When we look at the current costs of the war on two fronts and then consider that some estimates to the costs associated with hurricane Katrina prior to the President’s announced agenda last evening were running as high as $150 billion +, it is not hard to conceive that we are seeing a virtual replay of the “Guns and Butter” policy of the Johnson Administration of the 1960’s, although this time around the costs involved are even higher after adjusting for inflation.

How this will effect the federal budget is not hard to imagine -the deficit will balloon. After reading the other day that Congressman Delay had declared “victory” in the war to eliminate unnecessary federal spending and that the Congress had managed to pare down all the fat and remove it from the budget and really could not find any other additional areas in which to cut spending, the odds of Congress showing any additional fiscal restraint in this period of Katrina reconstruction and war abroad are minimal at best.

That leaves us with the somber reality that the fiscal position of the US is going to continue to deteriorate. More debt will be issued, meaning more supply of Treasuries will hit the market. In a free market, increasing supply tends to drive prices down unless demand increases enough to compensate for that increased supply.

In the case of Treasuries, additional issues or supply should tend to drive prices of bonds and notes down, moving interest rates in the opposite direction - namely up.

Up to now the biggest buyers of our Treasuries have been the Asian Central Banks who do so for what they consider their own best interests (i.e. keeping their currencies from appreciating against the dollar and thereby keeping their exports to the US competitive). The problem comes when we know that strong undercurrents exist that concern these banks with respect to holding too large a percentage of their reserves in dollars.

Remember what happened to the bond market some time ago when the word leaked out that both China and S. Korea were considering lightening up on their dollar holdings? Bonds dropped like a lead brick and the dollar followed on that news. The reaction was so swift and so severe that officials from both nations rushed to microphones to deny the story.

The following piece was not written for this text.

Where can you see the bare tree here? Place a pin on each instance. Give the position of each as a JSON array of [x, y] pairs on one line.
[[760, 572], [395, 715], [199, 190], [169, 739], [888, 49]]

The net result of all this is that the US is repeating the exact process that produced stagflation that took hold in the late 70’s, sending gold soaring to heights that at the time very few foresaw. We could very well be witnessing the foundation for an exact repeat of that scenario.

We will need to keep a close eye on both the dollar and the bond market in the months ahead to see exactly how the current scenario will play itself out. But be warned : All the ingredients are now in place.